Pankajj Minocha, 59, a past president of the alumni association and a regular at the annual Iftar, attributed the spirit of togetherness to their upbringing in the Catholic school. “Our school taught us that we are all brothers. We live by that principle,” he said.
Md Azizul Haque, 58, also a former student and a regular at the programme, said: “Growing up, we would share each other’s tiffin. Even now, we are invited to Holi and Christmas programmes. This is Calcutta.”
In a pocket of Shibpur in Howrah, Hindu women have been taking the lead in chopping fresh fruits to prepare the Iftar meal for Muslim neighbours, often with bontis (knives) that are also used for puja at their homes.
Last Sunday, more than 600 people broke their fast together in a neighbourhood in Shibpur. Many of the participants came from the Priyanath Manna Basti, where a majority of the residents are Muslims.
Violence erupted in Howrah and Hooghly in the run-up to Ram Navami last year.
“Every such Iftar strengthens the resistance against attempts at dividing people. This shared living is the only antidote to the marauding juggernaut of polarisation,” said Joyraj Bhattacharjee, a theatre activist.
Bengal, which goes to the polls next year, has been witnessing a renewed bid to divide people on the lines of faith.
The BJP’s Suvendu Adhikari has been pushing the hard-line Hindutva envelope, threatening to throw Muslim lawmakers out of the Assembly and urging “sanatani solidarity” to unseat the Mamata Banerjee government.
The Trinamul Congress MLA from Bharatpur, Humayun Kabir, has been accused of making disparaging comments laced with communal overtones.

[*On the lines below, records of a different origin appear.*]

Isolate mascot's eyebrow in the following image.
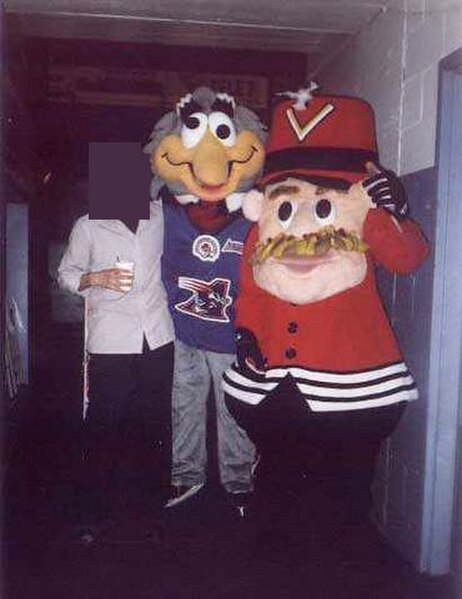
[176,94,202,123]
[212,94,236,119]
[268,185,300,200]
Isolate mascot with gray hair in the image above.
[144,87,265,516]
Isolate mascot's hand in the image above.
[362,162,409,219]
[236,327,265,374]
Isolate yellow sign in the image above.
[48,65,268,109]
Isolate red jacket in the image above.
[225,209,428,409]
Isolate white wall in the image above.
[316,9,404,171]
[316,0,462,576]
[399,0,462,174]
[317,0,462,174]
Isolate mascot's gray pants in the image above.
[172,341,255,493]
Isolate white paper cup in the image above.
[115,260,135,293]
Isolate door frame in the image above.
[420,48,462,575]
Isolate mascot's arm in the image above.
[235,225,265,370]
[363,208,429,274]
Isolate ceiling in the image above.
[4,0,403,75]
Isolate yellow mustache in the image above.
[252,226,368,264]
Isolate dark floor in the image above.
[3,384,453,599]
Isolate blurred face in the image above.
[253,178,370,304]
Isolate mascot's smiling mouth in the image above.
[253,226,367,265]
[161,145,259,191]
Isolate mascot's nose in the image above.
[192,131,229,186]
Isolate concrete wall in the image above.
[399,0,462,174]
[316,0,462,565]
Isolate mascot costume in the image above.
[145,87,266,513]
[224,86,427,523]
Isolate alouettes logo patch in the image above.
[175,277,232,322]
[192,235,220,262]
[286,102,335,142]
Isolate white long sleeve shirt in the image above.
[58,202,174,354]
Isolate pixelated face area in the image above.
[151,112,265,202]
[253,178,371,304]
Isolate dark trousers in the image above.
[227,377,405,526]
[82,343,174,523]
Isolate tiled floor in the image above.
[3,398,455,599]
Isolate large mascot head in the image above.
[144,87,265,202]
[243,89,378,304]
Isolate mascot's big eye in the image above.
[209,112,236,147]
[181,112,208,148]
[314,198,336,226]
[278,201,295,229]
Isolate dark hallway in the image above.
[3,376,455,599]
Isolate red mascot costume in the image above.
[224,86,427,523]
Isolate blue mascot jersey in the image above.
[162,201,251,353]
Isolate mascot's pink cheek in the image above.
[253,254,367,304]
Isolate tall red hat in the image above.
[260,87,378,185]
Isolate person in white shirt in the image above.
[58,202,174,542]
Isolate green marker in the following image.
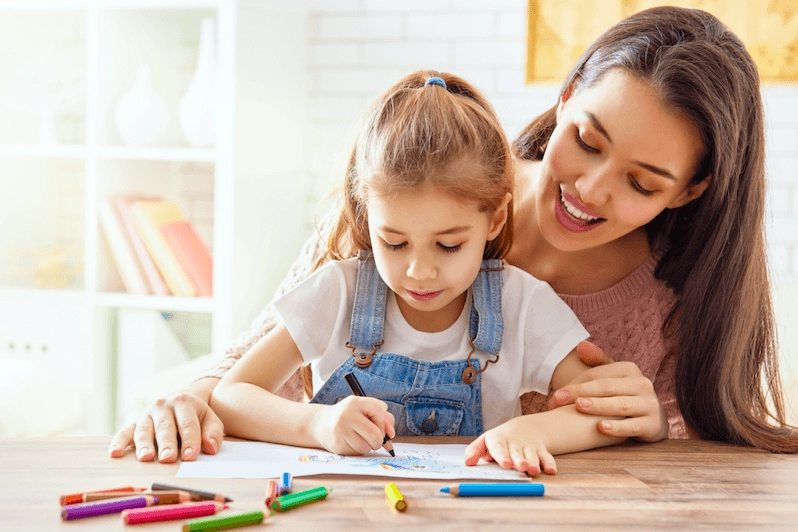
[183,512,264,532]
[271,486,332,512]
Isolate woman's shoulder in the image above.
[558,254,674,314]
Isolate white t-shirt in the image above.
[274,258,590,430]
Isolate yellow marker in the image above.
[385,482,407,512]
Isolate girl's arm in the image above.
[465,349,625,476]
[210,324,394,454]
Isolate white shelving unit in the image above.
[0,0,304,434]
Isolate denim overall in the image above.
[311,251,504,436]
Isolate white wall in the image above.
[306,0,798,418]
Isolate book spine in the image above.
[116,198,172,296]
[98,198,150,295]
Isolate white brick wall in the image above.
[307,0,798,280]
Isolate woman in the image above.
[111,7,798,461]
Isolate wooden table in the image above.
[0,438,798,532]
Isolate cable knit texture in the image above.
[198,227,697,438]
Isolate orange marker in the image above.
[122,501,227,525]
[59,486,147,506]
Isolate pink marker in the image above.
[122,501,227,525]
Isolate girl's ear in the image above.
[488,192,513,240]
[668,175,712,209]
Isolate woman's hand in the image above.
[549,341,668,442]
[108,378,224,463]
[311,395,396,455]
[465,416,557,477]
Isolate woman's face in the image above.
[535,69,710,251]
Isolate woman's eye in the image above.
[629,176,654,196]
[575,129,599,153]
[438,242,462,253]
[383,240,407,251]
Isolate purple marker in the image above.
[277,473,293,496]
[61,495,158,521]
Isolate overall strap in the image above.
[468,259,504,356]
[346,250,388,367]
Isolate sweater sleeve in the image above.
[196,216,333,401]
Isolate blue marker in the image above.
[441,482,544,497]
[277,473,292,496]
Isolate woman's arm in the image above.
[210,325,393,454]
[465,349,625,476]
[109,377,224,463]
[109,217,331,463]
[549,341,680,442]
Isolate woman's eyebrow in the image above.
[585,111,612,144]
[585,111,677,181]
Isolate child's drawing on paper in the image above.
[177,441,526,481]
[299,453,445,473]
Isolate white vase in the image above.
[114,65,169,146]
[177,17,218,147]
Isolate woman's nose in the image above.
[407,255,437,281]
[574,167,611,205]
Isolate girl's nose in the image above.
[407,255,437,281]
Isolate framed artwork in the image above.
[526,0,798,83]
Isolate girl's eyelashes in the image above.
[438,242,463,253]
[574,128,599,153]
[382,240,407,251]
[380,239,463,253]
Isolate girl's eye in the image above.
[438,242,463,253]
[383,240,407,251]
[629,176,654,196]
[575,129,599,153]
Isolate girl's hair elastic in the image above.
[424,77,446,89]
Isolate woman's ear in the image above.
[488,192,513,240]
[667,175,712,209]
[557,85,574,122]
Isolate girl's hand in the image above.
[465,416,557,477]
[108,379,224,463]
[311,395,396,455]
[549,341,668,442]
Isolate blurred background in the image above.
[0,0,798,437]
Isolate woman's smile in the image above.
[554,184,605,233]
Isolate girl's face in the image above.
[535,69,709,251]
[368,185,511,332]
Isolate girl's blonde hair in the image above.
[313,70,513,270]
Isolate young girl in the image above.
[211,72,620,474]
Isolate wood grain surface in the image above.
[0,438,798,532]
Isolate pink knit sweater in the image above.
[198,231,692,438]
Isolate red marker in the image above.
[122,501,227,525]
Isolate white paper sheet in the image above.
[176,441,528,480]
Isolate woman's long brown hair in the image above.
[514,7,798,453]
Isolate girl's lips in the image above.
[407,290,443,301]
[554,191,606,233]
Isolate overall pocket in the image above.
[406,397,464,436]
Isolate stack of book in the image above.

How members of the majority community must protest the diatribe against minorities was mentioned time and again at a “Dosti ki Iftari” in Park Circus on Saturday.
“How the minorities live in a country is usually determined by what the majority community feels about them. People-to-people connect is very important for this. That is why we organise interfaith Iftars where people can know each other better,” said Sabir Ahamed, convener of the Know Your Neighbour campaign that organised Saturday’s Iftar.
On Saturday evening, the majestic and illuminated Nakhoda mosque looked resplendent in the run-up to Eid.
The neighbourhood was crowded to the hilt. People from all over the city, many of them non-Muslims, throng Zakaria Street during Ramzan, mainly for Iftar delicacies like haleem, kebabs, sewai, bakarkhani (a type of bun) and sheermal (a type of sweet bread).
Mohammad Amzad, 19, a first-year BCom student who works at Raza Cap Palace near Nakoda Masjid, told The Telegraph: “We sold around 2,500 caps this year, beyond our expectations. This time last year, we sold around 800 pieces.”
“Ramzan teaches restraint, patience, peace and brotherhood. Every person is free. But no one is free to create communal tension,” said the Imam of Nakhoda mosque, Shafique Qasmi.